Let’s first create a separate directory to store the Docker registry credentials:
$ mkdir -p Docker_registry/auth
Next, let’s run an httpd container to create a htpasswd protected user with a password:
$ cd Docker_registry &&
The above command will create a user with an htpasswd authenticated password. The details of the credentials are stored in the auth/htpasswd file.
Now, let’s run the same Docker registry container using the auth/htpasswd authentication file:
$ docker run -itd \
-p 5000:5000 \
--name registry \
-v "$(pwd)"/auth:/auth \
-e "REGISTRY_AUTH=htpasswd" \
-e "REGISTRY_AUTH_HTPASSWD_REALM=Registry Realm" \
-e REGISTRY_AUTH_HTPASSWD_PATH=/auth/htpasswd \
registry
3a497bafed4adb21a5a3f0b52307b4beaa261c6abe265e543cd8f5a15358e29d
Since the Docker registry is running with the basic authentication, we can now test the login using:
$ docker login localhost:5000 -u baeldung-user -p baeldung
WARNING! Using --password via the CLI is insecure. Use --password-stdin.
WARNING! Your password will be stored unencrypted in /root/.docker/config.json.
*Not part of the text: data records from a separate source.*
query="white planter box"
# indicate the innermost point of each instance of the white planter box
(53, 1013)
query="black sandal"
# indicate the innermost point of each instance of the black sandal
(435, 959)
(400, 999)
Configure a credential helper to remove this warning. See
https://docs.docker.com/engine/reference/commandline/login/#credentials-store
Login Succeeded
Once successfully logged in to the Docker registry, we can both push and pull images in the same way we discussed above.
7. Conclusion
This tutorial demonstrated how to create our own private Docker registry and push a Docker image.
First, we set up a private registry. Later, we pushed and pulled images to and from the registry. Lastly, we enabled the authentication in the private Docker registry.